I was drawn to this area of work because I wanted to understand more about culture and how social influence works, why people buy certain brands, and how people convince each other to buy things online.”


Jeff Lee

Professor of Marketing, Kogod School of Business

User-generated content—reviews and social media posts, for example—provide a window into the extent of social influence on spending habits. Lee’s interest in the impact of this content has motivated his research into fake reviews and being able to sift through them to find genuine consumer responses that, in turn, answer his other questions. “I’m generally interested in the production of digital content by consumers and how this content can be analyzed,” he said. “At this point, I’m very interested in using the richness of social media data such as text, images, and videos to understand consumer behavior and successful brand communications better.”

It’s a fascinating time to be exploring such topics. With digital innovation accelerating all the time, the capabilities of people online to communicate globally and inform others’ choices are frequently changing. “During my time in marketing academia, several digital platforms have risen,” Lee said. “This has given researchers a never-before-seen opportunity to study cultural dynamics by analyzing what people say and do online.” Right now, for instance, business and technology circles (and beyond) are deeply fascinated by the potential role of generative AI in content creation going forward, and Lee is intrigued by how notable chatbot ChatGPT could be used to search for and consume information.
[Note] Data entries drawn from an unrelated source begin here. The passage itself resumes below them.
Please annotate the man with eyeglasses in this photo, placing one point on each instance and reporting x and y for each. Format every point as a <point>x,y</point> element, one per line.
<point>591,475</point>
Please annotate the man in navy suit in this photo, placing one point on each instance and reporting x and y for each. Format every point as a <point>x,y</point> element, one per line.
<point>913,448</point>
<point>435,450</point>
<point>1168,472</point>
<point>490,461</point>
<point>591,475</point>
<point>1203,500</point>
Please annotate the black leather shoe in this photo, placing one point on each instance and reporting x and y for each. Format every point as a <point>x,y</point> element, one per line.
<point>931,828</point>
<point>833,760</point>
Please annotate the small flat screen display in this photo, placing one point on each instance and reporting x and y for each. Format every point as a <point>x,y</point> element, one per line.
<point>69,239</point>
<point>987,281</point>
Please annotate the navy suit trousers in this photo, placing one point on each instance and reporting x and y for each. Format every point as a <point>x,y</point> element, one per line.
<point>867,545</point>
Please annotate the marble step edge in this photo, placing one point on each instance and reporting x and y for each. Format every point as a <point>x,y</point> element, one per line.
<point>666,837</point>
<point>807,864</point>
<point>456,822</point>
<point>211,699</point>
With all these changes in our abilities to give and take in information, students must grasp the role of social technology in those abilities. Here at AU, Professor Lee teaches Fundamentals of Marketing and Business for Communications (MKTG250), a course designed for non-Kogod majors to learn more about the intersection of marketing and media. With his research background and professional experience, Lee is uniquely positioned to impart lessons he’s learned to his students.

“I love to bring my outside experiences into the classroom whenever possible, and discussions in the classroom shape my research interests too. When we talk about digital marketing topics, I love to talk about working with BMW on social media strategy or about my efforts at detecting fake reviews,” he said. “I think students enjoy hearing these stories, and I hope to have even more stories to tell in the future.”